Section 11(5) of the Income Tax Act states the modes of investment that are permissible under Section 11:

  • Investment in immovable property, excluding machinery and plant.
  • Investment in certificates falling under clause (c) of section 2 of the Government Savings Certificates Act, 1959 and securities or certificates issued under the small savings schemes of the Central Government.
  • Other savings certificates and securities issued by the Central Government.
  • Shares of public sector companies falling under the prescribed conditions.
  • Deposits in a scheduled bank or a co-operative society engaged in banking business (including a co-operative land mortgage bank or a co-operative land development bank).
  • Deposits held in a Post Office Savings Bank Account
  • Investment in UTI units.
  • Securities issued by financial corporations engaged in long-term industrial financing in India, which are eligible for deduction under Section 36(1)(viii).
  • Deposits or investments in bonds of a public company registered and formed with the primary objective of providing long-term finance for urban infrastructure in India.
  • Debentures issued by or on behalf of companies, the principal amount and interest of which are guaranteed by the Central Government.
  • Shares and mutual fund units of National Skill Development Centre.
  • Deposits in Industrial Development Bank of India (IDBI).
  • Other modes of investment as may be determined by the Central Government.

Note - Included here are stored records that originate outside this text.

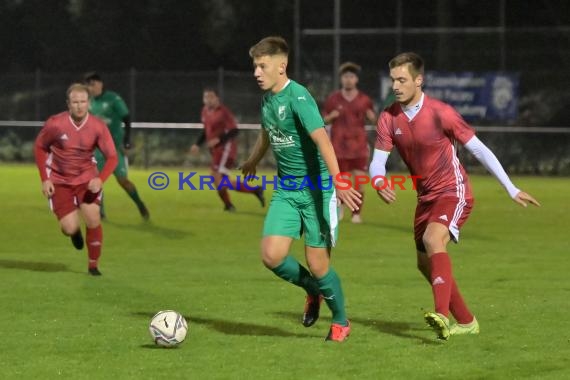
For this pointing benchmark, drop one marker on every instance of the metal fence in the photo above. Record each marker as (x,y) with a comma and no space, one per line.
(522,150)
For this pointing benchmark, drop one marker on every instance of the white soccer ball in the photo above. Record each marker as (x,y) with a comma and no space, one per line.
(168,328)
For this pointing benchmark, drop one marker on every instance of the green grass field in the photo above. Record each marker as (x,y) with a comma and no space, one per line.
(57,322)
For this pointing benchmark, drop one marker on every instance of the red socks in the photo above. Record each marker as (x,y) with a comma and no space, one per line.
(357,212)
(441,281)
(445,290)
(225,196)
(94,242)
(458,307)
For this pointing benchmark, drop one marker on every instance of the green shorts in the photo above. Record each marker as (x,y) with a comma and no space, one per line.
(122,169)
(310,212)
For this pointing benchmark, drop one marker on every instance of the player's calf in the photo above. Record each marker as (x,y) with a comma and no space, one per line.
(312,310)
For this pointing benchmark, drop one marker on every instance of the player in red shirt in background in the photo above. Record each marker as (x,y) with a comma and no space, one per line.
(220,131)
(348,109)
(425,131)
(64,152)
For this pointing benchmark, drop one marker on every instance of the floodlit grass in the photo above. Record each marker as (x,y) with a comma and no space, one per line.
(58,322)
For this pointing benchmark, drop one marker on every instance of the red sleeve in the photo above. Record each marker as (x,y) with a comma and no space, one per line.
(230,119)
(455,126)
(107,147)
(329,105)
(369,104)
(383,132)
(42,149)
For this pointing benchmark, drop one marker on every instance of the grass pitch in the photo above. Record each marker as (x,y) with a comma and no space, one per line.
(512,266)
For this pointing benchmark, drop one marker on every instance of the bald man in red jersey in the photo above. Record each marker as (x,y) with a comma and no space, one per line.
(64,155)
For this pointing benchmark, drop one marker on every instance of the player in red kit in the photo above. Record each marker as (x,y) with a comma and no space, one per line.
(220,130)
(348,109)
(425,131)
(64,152)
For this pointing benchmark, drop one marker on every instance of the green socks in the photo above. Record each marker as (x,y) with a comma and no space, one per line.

Example Of Section 11 Of Income Tax Act

Let us look at some real-life examples to understand the rules of Section 11 better:

  • Charitable trusts or people running hospitals out of charity or humanity.
  • Societies running schools and colleges to provide education to the common people.
  • Institutions that provide financial assistance to colleges, schools or other educational institutions.

Below is a comparison of the sections of the Income Tax Act 1961 and the Income Tax Act 2025:

Income Tax Act 1961

Income Tax Act 2025

Section 11

Section 334-343

Section 11(2)

Section 342

Section 11 (4)

Section 344

Section 12

Section 332

FAQs

What is Section 11(1A) of Income Tax Act?

This section deals with the transfer of capital assets held by trusts wholly or partially for religious or charitable purposes. In fact, when such assets are sold or transferred, the rules for tax exemption on the resulting gains are determined under this section.

What is the exemption limit for trust?

Trusts engaged in religious or charitable work are allowed to save 15% of their property income. This 15% can be claimed as a deduction under Section 11 of the Income Tax Act. The remaining 85% must be spent on social welfare activities within the same year.

What is exemption under Section 11(1A)?

This section provides tax exemption to trusts or organizations engaged in religious or charitable activities. This exemption applies to up to 15% of their property income. Most people avoid tax on their trusts by staying within this legal framework.

Is donation received by trust taxable?

Donations received for religious purposes are completely tax-free. However, it's important to understand one thing: anonymous donations to medical or educational institutions, or anonymous contributions other than religious donations, are taxable under Section 115BBC. In such cases, tax is levied on 5% of the total donation or ₹100,000, whichever is greater.

What are the conditions for charitable trust exemption?

Charitable trusts can claim a deduction under Section 11 on 15% of their total property income. Furthermore, a key requirement is that the funds received by the organization must be voluntary contributions from the public. This is a major mistake many trusts make during accounting, which can lead to their claims being rejected.